I tried the Eco Earth and the humidity was far too high.

Most care sheets state between 55% & 65% but with the Eco Earth with lights out it was topping 80-85% so changed to Aspen and the humidity now stays between the 'recommended' range


----------



## dinostore (Feb 23, 2011)

KurtH said:


> I tried the Eco Earth and the humidity was far too high.
> 
> Most care sheets state between 55% & 65% but with the Eco Earth with lights out it was topping 80-85% so changed to Aspen and the humidity now stays between the 'recommended' range


it does depend on what species of frilled dragon he is... (looks australian)

but the set up looks nice and big....the only thing i might sugggest is getting a few more branches as frills when young and full of energy tend to be nutters and jump of everything and from anything to nothing : victory:


----------



## ch4dg (Jul 24, 2008)

dinostore said:


> the only thing i might sugggest is getting a few more branches as frills when young and full of energy tend to be nutters and jump of everything and from anything to nothing : victory:


agreed,
also to help him get a better grip on the branches(they look a lil smooth) saw a few grooves into the branches.

but it does look awesome: victory:


----------



## Ailurus (Jun 8, 2007)

dinostore said:


> it does depend on what species of frilled dragon he is... (looks australian)
> 
> but the set up looks nice and big....the only thing i might sugggest is getting a few more branches as frills when young and full of energy tend to be nutters and jump of everything and from anything to nothing : victory:


It doesn't look australian, if it is australian then the OP would have paid upwards of £1000 for it.

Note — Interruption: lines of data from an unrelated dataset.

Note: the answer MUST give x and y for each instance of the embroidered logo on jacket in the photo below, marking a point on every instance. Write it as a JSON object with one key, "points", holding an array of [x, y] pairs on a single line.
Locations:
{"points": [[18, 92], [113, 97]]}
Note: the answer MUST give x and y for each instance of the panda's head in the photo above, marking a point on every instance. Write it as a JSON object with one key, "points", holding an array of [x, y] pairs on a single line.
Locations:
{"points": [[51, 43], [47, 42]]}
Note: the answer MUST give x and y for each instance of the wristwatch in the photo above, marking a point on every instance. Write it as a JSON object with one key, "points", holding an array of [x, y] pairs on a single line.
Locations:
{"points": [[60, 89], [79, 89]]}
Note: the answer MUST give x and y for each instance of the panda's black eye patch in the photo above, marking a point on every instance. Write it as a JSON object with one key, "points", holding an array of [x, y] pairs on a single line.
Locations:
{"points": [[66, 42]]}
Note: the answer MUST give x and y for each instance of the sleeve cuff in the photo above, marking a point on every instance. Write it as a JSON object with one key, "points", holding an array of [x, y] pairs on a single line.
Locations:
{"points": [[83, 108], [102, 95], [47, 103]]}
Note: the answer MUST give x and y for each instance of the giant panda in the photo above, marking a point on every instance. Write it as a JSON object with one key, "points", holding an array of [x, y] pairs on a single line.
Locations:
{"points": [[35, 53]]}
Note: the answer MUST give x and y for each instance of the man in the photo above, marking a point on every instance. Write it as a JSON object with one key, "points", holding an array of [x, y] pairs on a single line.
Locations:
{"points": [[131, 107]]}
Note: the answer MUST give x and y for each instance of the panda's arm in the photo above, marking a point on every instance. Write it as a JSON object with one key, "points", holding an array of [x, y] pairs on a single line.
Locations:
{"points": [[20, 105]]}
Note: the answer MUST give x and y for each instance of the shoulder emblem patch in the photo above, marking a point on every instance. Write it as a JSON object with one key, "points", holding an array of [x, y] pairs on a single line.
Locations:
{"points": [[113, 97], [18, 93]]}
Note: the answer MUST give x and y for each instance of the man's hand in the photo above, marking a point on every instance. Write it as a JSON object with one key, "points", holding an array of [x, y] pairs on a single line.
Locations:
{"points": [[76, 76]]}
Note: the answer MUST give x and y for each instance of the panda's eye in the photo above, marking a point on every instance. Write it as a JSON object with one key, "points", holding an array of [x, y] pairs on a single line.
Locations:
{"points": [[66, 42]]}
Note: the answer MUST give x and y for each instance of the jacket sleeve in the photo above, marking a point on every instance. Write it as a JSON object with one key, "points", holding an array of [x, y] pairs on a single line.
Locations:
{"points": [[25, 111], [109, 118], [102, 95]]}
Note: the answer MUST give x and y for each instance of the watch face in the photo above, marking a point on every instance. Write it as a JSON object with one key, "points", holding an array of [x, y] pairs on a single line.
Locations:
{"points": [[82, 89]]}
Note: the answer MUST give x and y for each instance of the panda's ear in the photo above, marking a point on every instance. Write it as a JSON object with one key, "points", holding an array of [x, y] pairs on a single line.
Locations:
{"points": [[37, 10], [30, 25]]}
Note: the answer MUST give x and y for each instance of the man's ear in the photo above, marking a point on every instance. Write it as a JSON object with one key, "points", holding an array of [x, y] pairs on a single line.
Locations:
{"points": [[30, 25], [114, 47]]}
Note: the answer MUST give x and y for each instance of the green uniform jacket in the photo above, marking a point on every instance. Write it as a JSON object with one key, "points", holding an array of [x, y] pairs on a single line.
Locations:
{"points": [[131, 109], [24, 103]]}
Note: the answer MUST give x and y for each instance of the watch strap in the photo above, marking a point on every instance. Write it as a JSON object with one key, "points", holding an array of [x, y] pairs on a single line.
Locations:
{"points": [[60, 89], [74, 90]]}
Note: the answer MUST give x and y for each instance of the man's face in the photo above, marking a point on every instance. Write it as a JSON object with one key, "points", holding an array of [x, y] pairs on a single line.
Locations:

That like all frilled dragons sold in the UK is descended from a New Guinea Bloodline. As far as I am aware there are less than 100 pure bred Australian frillys in Europe. 

Also it is very unlikely that anyone could tell simply from a pic of a frilly from that far away. I know you are trying to help and I am not being horrible, but please do a bit more research before posting.

Sorry KurtH, comments like that annoy me. Absolutely stunning frilly and viv. I would personally add more branches and also cover the walls with cork tiles. Frillys really do need a lot of climbing opportunities in their viv.

Also I would change to a different substrate. I have used lots of different substrates with my frillys. Orchid Bark, cypress mulch, sand, top soil, peat moss, and others, and personally I think the best is a mixture of peat substrate (that stuff you buy in blocks and it expands) mixed with fine orchid bark and cypress mulch in a ratio of 2:1:1. It looks very natural and the frillys seem to like it. The humidity of mine goes up to 80% when I change the substrate but after a few days it goes down to 60% which suits them fine. Personally I have had no problems with high humidities, they are very robust little lizards. And the New Guinea locale (which is what he/she will be probably) lives in much higher humidity areas than aussie animals 

Hope this helps


----------



## KurtH (Sep 24, 2010)

Thanks for all your input folks.....

This is my Frillie - He was captive bred in Germany:-










Initially I used 1 part Zoo Med Eco Earth and 1 part Orchid Bark

I change the substrate due to the high humidity and everytime my Frillie ate a cricket, the cricket would cling to all the substrate and it would be eaten along with it.

I thought it best to get rid as the crickets were difficult to spot to....

I was tempted to just use Cyprus Mulch as the pieces were a decent size in my LPS and they wouldn't fit in his mouth :lol2:

What are the cork tiles you mention? The DIY shop cork tiles or the reptile cork bark tiles that cost a fortune?


----------



## Ailurus (Jun 8, 2007)

He is awesome. You sure that it's definitely a he? 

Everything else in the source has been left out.